Neural Networks of Power: AI Unravels Knots and Tangles in Relationships between Humans, Elves and Hobbits
One of the most popular writers of the last century, John Ronald Reuel Tolkien, was born on January 3rd. Researchers from HSE University, AIRI and MISSIS have used machine learning to explore the social connections between the characters of his Middle-earth universe. The algorithm managed to create an accurate picture of the social structures and dynamics of the characters' relationships, providing a unique map of interactions in the epic world. The researchers believe that this approach can be applied in many areas beyond literature. The results of the work were published in IEEE Xplore.
The analysis of literary works is a complex and time-consuming process. When reading any text, the researcher needs to capture numerous nuances and features — from the author's style and word choice to the relationships between characters and their role in the plot. Most often, this work is done manually by literary critics. Ilya Makarov, Senior Research Fellow at the School of Data Analysis and Artificial Intelligence at the HSE Faculty of Computer Science, head of the ‘AI in Industry’ group at the Artificial Intelligence Research Institute (AIRI), and Anastasia Yaschenko, HSE University graduate, applied computational linguistics and machine learning tools to a series of books by John Ronald Reuel Tolkien about Middle-earth. The AI ‘read’ the books, isolating the key elements: the characters, their belonging to a particular race and their social ties. It demonstrated the results in the form of a graph, which allows us to not only trace the relationship between the characters, but also to see more clearly the structure of their social network.
Senior Research Fellow at the School of Data Analysis and Artificial Intelligence
‘We chose the world of Middle-earth as the basis for our analysis for a number of key reasons. Firstly, J. R. R. Tolkien's texts are widely known and loved by readers around the world, which makes the study universal and global. Secondly, the system of characters in Tolkien's books is very rich and diverse, which creates optimal conditions for such an analysis. Finally, thanks to the long history of studying Tolkien's world, a large set of metadata is available, including detailed descriptions of characters and their race, which facilitates the process of automatic clustering and verification of results.’
The main goal was to create a program that could ‘understand’ human language, analyse literary texts, identify the characters of the book and determine their relationship. This work is based on the concept of social networks. This is an approach widely used in sociology, psychology and more recently in the field of computer science. In the context of literature analysis, each character is considered as a node, and the interactions between them are the edges connecting these nodes. When two characters interact with each other in the text, a connection, or edge, is established between their nodes. The more interactions occur between the characters, the stronger this edge is.
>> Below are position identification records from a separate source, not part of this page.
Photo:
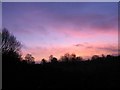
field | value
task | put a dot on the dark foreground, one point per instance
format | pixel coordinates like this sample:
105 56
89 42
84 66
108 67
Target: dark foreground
103 73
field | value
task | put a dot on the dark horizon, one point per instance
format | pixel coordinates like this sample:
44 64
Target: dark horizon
45 29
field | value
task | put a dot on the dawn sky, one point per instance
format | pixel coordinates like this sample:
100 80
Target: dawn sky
46 29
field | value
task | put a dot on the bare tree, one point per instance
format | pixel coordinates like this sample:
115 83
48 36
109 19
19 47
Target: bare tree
9 42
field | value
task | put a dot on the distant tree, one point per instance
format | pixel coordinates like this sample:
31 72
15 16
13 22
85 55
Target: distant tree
65 58
9 42
79 58
95 57
72 57
10 48
43 61
30 59
53 59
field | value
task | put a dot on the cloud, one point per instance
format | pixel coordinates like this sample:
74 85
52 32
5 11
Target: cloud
79 45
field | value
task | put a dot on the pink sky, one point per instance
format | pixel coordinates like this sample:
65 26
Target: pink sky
46 29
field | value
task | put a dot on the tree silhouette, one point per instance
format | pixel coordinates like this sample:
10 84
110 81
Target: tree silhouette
52 59
43 61
10 48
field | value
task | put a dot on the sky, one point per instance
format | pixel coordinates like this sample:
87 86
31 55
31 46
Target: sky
46 29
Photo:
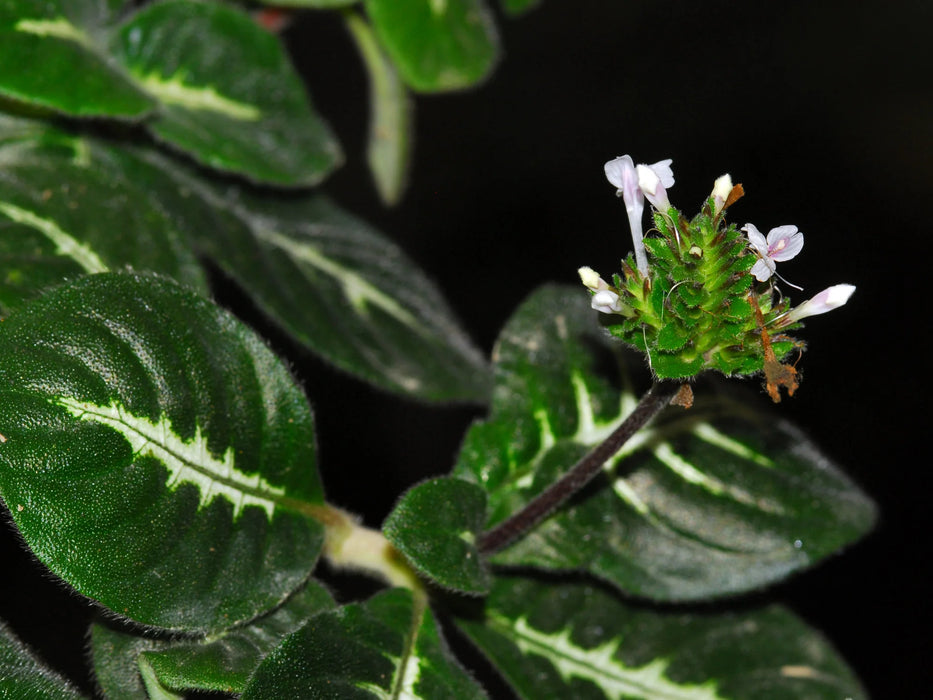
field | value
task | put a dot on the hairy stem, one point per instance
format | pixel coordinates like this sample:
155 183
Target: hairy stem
349 545
580 475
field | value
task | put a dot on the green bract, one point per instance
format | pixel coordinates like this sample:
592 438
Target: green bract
698 307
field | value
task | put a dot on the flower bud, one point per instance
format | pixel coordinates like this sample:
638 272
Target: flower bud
827 300
721 190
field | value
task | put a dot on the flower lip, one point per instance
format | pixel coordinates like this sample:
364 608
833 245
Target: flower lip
782 244
827 300
626 178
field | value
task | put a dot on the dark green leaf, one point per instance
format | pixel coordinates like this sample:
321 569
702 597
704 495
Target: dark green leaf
22 675
62 216
715 500
334 283
229 96
390 133
223 663
51 59
437 44
387 647
155 454
318 4
518 7
435 525
577 641
117 670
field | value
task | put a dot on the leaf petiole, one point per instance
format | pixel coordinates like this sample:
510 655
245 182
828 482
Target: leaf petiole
540 507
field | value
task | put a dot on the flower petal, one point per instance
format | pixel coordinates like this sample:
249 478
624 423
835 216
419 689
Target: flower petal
756 239
763 269
827 300
621 174
606 301
663 170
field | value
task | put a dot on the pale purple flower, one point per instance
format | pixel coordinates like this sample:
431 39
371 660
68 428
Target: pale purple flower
827 300
625 177
651 179
782 243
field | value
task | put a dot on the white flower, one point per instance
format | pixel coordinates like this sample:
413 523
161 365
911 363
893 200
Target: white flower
722 188
783 243
592 280
651 183
623 175
827 300
604 299
606 302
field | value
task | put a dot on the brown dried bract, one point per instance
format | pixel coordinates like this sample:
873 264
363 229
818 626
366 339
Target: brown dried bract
777 375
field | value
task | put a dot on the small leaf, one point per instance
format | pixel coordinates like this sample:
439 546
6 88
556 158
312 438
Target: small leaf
50 60
223 663
22 675
62 216
435 525
573 640
229 96
387 647
437 45
518 7
719 499
390 132
157 456
332 282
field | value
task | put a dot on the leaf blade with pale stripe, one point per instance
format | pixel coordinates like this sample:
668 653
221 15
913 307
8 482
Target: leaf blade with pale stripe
157 456
716 500
577 640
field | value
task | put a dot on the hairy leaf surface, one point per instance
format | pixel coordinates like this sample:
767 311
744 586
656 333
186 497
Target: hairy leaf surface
124 663
571 640
437 44
155 454
717 499
436 525
22 675
229 96
62 216
331 281
387 647
388 150
52 57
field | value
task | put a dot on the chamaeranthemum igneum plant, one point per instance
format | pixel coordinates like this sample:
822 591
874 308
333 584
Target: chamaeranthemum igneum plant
159 459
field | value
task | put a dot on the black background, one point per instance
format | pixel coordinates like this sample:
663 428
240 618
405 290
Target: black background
822 110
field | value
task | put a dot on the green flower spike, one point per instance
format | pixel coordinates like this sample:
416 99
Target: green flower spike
702 296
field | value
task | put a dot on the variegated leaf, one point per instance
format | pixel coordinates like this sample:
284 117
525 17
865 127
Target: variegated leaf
155 454
571 640
388 647
717 499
The use of machine learning algorithms has made it possible to automatically analyse texts and identify such interactions between characters, turning literary works into simulated social networks. Named Entity Recognition (NER), a natural language processing technology was used to automatically identify and classify entities in the text, such as names, places and organisations.
This technology helped scientists to create a list of each unique character mentioned in the books. Further semantic analysis allowed them to determine the race of each character. It was conducted by analysing the context and linking each character to a specific race based on the words and phrases that accompany his mention. For example, if a character is often referred to in context with the words ‘elf’ or ‘elvish; the algorithm classifies them as an elf. Due to the large amount of metadata of J. R. R. Tolkien's characters (races, related relationships, belonging to a certain kingdom, etc.) the researchers chose racial characteristic to interpret communities, as every character in the universe belongs to a certain race.
In addition, the use of named entities and semantic analysis of the text allowed researchers to determine not only the connection between the characters, but also the nature of these relationships — friendship, enmity or neutral relations. Artificial intelligence managed to identify complex social relationships between the characters and divide the characters into groups.
It is especially important that this approach is not limited only to The Lord of the Rings, but can be applied to any text, opening up new opportunities for automated research in literature.
‘Our study contains a sequence of steps that can be used to extract named entities and their relationships based on other texts. For example, to identify the relationship between the motives of works by different authors or to analyse complex legal documents,’ said Ilya Makarov.